Strongly resistant to idealistic portrayals of the Indies, Affandi (1907 – 1990) is renowned for his commitment to honest expression. Rather than advocating a particular social ideology, he constantly challenged himself to depict the candid, everyday life of Indonesian people. This dedication was in line with his co-founding of Sanggar Pelukis Rakyat (People’s Painter Studio) in 1947, which encouraged members to pursue their ideas of authenticity in artmaking. With his unguarded style and bold subject matter, the Cirebon-born artist was one of Indonesia’s leading expressionist painters in the mid-20th century.
A manifestation of energetic lines and loose brushwork, Affandi’s artistic manner is recognised for its expressive tension. With techniques such as applying paint directly from the tube, his spontaneous and curvilinear markings culminated in a fiercely dynamic sense of movement. The artist painted with immediacy and often completed an entire work in one sitting. Utilising a non-naturalistic colour palette, he illustrated a variety of Indonesian subjects such as fishing boats, dogs, markets, Balinese dancers and more.

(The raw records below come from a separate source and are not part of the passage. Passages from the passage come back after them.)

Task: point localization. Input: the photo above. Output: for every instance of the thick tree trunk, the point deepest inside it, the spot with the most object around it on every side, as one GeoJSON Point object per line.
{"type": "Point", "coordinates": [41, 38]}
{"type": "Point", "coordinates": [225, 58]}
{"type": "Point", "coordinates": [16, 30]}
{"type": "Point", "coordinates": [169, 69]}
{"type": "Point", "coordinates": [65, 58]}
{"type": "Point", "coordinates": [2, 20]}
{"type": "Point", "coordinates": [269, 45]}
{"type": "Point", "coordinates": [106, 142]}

Affandi travelled significantly throughout his artistic career. Having received a grant from the Indian government, he went to India and painted there from 1949 to 1951. Thereafter, he journeyed to Europe and exhibited his work at major cities such as Paris, London, Rome and Brussels. Many organisations also acknowledged his influence in the art world. Apart from being appointed as an Honorary Professor in Painting by Ohio State University in Columbus, he also received an honorary doctorate from the National University of Singapore in 1974 and the International Peace Award from the Dag Hammarskjöld Foundation in 1977.